I think pollard makes the best argument for being against them.  These companies won't have the income they did before to prop up their rewards programs and probably reduce them significantly.  I get a week or so of hotel rooms every year just using my card.  It would suck to see that stuff go away.

 
If you have a person with debt at $20K and 25% interest it's still better for CC to have them at $20K at 15% interest rather than $0K and no CC.  It would also still be advantageous for the CC to have a questionable person with $25K in credit at 15% than $15K at 15%.  The concern of bankruptcy doesn't change...it's always there with low credit scores.  You're rolling the dice on them regardless of the terms you set.
The risk adjusted return on these loans is barely worth it in the current competitive market. Anyone paying 25% interest on 20k in debt is very likely to default (it's been a while since I played with these but something like 20% of these loans will never be paid). The money is made by the 80% that do pay but they have to cover the loss on the 20% principle.  

Change that equation to reduce the profit on those 80%*, and you don't end up net positive (or more likely your RAR does not meet capital thresholds). Price matters. Capital would move elsewhere. If there was a lot of money to be made, the price would be lower as someone would undercut or refinance the loans. But that doesn't happen because these are obviously high risk loans. 
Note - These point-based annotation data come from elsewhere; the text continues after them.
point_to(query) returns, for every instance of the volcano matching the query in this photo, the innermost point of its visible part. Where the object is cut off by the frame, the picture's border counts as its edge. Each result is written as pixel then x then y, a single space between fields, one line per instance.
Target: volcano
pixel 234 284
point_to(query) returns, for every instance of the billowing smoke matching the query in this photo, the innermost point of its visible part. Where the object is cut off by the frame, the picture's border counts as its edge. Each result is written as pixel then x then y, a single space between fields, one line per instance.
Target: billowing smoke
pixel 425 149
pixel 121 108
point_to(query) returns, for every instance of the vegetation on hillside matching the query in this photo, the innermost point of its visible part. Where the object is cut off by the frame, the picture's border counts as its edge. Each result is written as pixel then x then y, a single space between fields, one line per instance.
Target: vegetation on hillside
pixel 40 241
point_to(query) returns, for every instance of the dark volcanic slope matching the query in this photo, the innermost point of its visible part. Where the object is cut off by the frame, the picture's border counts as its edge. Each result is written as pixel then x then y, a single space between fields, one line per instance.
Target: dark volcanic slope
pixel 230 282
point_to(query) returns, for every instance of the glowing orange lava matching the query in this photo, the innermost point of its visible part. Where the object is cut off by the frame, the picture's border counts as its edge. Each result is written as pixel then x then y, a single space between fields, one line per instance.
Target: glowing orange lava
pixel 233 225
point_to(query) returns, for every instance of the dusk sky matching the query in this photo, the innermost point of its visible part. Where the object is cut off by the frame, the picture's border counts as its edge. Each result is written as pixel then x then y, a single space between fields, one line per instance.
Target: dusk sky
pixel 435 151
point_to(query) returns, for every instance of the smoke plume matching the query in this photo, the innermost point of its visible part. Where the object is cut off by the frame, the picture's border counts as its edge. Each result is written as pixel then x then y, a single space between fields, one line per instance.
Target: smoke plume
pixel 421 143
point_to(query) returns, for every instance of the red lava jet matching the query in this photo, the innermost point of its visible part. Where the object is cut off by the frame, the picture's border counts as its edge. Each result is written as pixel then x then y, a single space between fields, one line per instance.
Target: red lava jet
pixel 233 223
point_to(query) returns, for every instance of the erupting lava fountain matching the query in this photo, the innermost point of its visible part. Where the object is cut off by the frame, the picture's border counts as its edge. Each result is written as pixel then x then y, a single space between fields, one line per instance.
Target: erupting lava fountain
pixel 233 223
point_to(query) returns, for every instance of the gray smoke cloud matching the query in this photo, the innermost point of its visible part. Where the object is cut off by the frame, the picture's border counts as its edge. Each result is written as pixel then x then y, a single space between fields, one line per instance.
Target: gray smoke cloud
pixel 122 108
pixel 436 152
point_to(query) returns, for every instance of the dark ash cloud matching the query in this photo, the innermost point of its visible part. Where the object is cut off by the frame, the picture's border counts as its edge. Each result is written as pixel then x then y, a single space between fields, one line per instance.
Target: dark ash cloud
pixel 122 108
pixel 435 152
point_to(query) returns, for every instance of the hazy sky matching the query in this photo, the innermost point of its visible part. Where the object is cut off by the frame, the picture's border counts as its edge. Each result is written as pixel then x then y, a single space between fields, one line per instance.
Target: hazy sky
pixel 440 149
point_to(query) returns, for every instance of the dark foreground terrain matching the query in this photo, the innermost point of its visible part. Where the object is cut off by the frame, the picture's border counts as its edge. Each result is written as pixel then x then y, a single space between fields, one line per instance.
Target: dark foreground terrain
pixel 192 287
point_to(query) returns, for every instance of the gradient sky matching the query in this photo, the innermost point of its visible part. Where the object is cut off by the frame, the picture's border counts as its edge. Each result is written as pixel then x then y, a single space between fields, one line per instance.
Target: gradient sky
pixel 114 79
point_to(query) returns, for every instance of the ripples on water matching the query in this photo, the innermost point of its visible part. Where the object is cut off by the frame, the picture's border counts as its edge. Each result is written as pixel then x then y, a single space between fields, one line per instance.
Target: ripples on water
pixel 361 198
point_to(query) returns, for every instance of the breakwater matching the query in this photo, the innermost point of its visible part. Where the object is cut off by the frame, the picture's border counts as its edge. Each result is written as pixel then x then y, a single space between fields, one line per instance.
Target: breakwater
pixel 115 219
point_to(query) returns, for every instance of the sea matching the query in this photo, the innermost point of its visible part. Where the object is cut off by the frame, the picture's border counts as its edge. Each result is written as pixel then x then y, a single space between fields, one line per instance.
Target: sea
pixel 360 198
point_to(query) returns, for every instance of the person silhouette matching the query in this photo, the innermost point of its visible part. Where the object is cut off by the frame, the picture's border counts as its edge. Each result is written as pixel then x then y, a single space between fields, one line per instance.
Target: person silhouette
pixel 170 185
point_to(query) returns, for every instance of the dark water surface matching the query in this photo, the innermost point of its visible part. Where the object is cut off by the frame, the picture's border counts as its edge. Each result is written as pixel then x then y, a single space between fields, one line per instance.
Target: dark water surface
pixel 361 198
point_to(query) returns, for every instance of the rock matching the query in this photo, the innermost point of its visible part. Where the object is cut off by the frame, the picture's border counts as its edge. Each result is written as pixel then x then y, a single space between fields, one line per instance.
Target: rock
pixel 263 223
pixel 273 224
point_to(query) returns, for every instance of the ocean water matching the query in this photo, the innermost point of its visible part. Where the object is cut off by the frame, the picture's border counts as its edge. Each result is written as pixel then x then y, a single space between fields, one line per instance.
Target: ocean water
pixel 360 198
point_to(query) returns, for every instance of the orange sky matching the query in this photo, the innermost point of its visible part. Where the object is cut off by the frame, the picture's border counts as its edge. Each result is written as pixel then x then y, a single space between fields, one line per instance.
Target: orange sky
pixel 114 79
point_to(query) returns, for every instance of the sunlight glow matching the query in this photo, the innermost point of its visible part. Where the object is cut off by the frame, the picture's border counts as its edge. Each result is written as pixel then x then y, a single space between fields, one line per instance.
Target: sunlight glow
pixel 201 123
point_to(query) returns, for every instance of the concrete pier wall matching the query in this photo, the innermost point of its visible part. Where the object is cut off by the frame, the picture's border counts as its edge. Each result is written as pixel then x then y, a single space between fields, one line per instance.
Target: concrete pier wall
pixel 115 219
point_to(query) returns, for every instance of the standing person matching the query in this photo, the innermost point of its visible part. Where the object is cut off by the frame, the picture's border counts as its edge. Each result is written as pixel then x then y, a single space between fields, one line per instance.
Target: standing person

It's easy to say person X is a good person in a bad spot, has a bad loan they can't get out from under, and we should do something as a society. I won't argue that point. But I study this industry in aggregate. And in aggregate, virtually anyone with this kind of debt is a bad credit risk. Forcing banks to treat them like they aren't, isn't going to help (and yes, the banks will just walk away from this sort of risk).

Address the problems - poor personal financial education, predatory lending practices (high rates =/= predatory), ease of bk, and transparency in lending. Price caps are an attempt to address symptoms and are a self-defeating idea. 

* loans with lower interest on the same risk will actually be more likely to pay back. This effect is small but it exists and I wouldn't want to ignore it, though I did for this example. 

 
The Commish said:
Been thinking about this for a bit and I'm sort of confused around the argument that poor credit score people aren't going to get cards.  Is it that they won't get the cards or the limits wouldn't be as high?  I'm not really following either.  If you have a person with debt at $20K and 25% interest it's still better for CC to have them at $20K at 15% interest rather than $0K and no CC.  It would also still be advantageous for the CC to have a questionable person with $25K in credit at 15% than $15K at 15%.  The concern of bankruptcy doesn't change...it's always there with low credit scores.  You're rolling the dice on them regardless of the terms you set.
Losses aren’t just from bankruptcy.  People also get behind and just stop paying.  

As a hypothetical, consider someone who has two credit cards. One with a limit of $10,000 and another of only $1,000.  Let’s say he’s maxed on both and suffers a hardship.  The higher limit one is going to have a higher minimum payment and a larger interest amount assessed each month. It’s harder to keep up with.   He might prioritize paying the smaller limit card so he can keep a card and scrounge enough for the small minimum payments. However, he might give up on the other one.

Limits on high risk individuals are way lower than for others.   I most often see them under $1,000.